Favor Isometrics and Closed-Chain Work
These approaches:
minimize joint shear
enhance proprioceptive input
support mid-range control
reduce reliance on end-range stability [Panagiotopoulou 2016; Rombaut 2015]
Progressions should remain submaximal for longer than in non-hypermobile populations.
Mid-Range, Low-Impact, Submaximal Loading
Key considerations:
Avoid end-range loading
Avoid high-impact or ballistic tasks
Delay heavy push/pull/lift
Accept that sessions may not be pain-free, but must avoid post-exertional symptom flares that last into the next day
Hyperalgesic nervous systems require conservative loading strategies [Clauw 2014; Woolf 2011].
Proprioception Is a Core Impairment
Proprioceptive deficits are well-documented in EDS and hypermobility-related disorders [Rombaut 2015; Scheper 2016].
Assessment should include:
ability to find and return to neutral
control with reduced visual input
movement quality under low load
joint drift, locking, or excessive co-contraction
Do not assume proprioception will normalize as a byproduct of strengthening—treat it explicitly [Engelbert 2017].
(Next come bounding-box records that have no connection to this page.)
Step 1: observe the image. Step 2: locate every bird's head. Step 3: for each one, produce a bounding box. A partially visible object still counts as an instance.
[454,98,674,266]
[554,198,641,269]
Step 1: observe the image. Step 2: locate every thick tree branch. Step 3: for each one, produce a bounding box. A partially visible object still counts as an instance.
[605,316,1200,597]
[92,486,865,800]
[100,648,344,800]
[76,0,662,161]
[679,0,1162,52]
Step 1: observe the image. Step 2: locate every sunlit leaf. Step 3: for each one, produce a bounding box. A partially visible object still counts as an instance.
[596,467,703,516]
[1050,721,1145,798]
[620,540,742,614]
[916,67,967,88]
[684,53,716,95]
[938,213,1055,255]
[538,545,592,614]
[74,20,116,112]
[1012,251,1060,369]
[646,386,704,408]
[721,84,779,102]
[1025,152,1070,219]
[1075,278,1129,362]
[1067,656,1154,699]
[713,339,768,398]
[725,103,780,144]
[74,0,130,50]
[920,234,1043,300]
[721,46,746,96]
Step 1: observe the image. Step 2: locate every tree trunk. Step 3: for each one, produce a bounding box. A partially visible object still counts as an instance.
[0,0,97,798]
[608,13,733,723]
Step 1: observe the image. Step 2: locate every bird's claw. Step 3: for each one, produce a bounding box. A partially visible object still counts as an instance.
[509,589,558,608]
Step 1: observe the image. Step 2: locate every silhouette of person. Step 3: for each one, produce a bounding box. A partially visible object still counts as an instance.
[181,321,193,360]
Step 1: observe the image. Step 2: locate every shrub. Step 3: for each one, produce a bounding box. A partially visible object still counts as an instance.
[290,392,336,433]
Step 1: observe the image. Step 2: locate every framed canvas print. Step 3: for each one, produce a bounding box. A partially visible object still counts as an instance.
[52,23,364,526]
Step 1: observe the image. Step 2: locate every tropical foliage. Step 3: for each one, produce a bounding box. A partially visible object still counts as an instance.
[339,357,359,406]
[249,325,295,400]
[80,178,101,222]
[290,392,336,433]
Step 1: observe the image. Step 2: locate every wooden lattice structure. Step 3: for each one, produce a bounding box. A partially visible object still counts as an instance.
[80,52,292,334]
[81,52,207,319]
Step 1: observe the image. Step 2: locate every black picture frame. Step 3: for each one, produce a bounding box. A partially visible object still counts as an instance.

Address Muscle Tone in Two Distinct Domains
EDS patients require intervention in two related but separate areas:
1. Static Resting Muscle Tone
Goals:
reduce baseline guarding
decrease overactivity of secondary stabilizers
improve comfort and fatigue levels
2. Dynamic Muscle Tone and Endurance
Goals:
support functional joint stability
improve task-specific control
increase tolerance for daily activities
Progressing dynamic strength without addressing static overactivity increases symptom burden [Celletti 2015; Castori 2017].
Redefining Progress in patients with EDS
Progress may present as:
fewer or shorter flares
faster recovery after activity
reduced guarding
improved confidence in movement
improved tolerance rather than peak output
Improvement in tolerance for ADLs
Linear progression is uncommon. Sustainable progress is the clinical goal [Engelbert 2017].
Clinical Bottom Line
Patients with EDS are not fragile—they are biomechanically and neurologically distinct.
Effective physical therapy prioritizes:
control over range
precision over intensity
consistency over volume
collaboration over compliance
When therapy aligns with tissue behavior and nervous system needs, outcomes improve and trust is restored.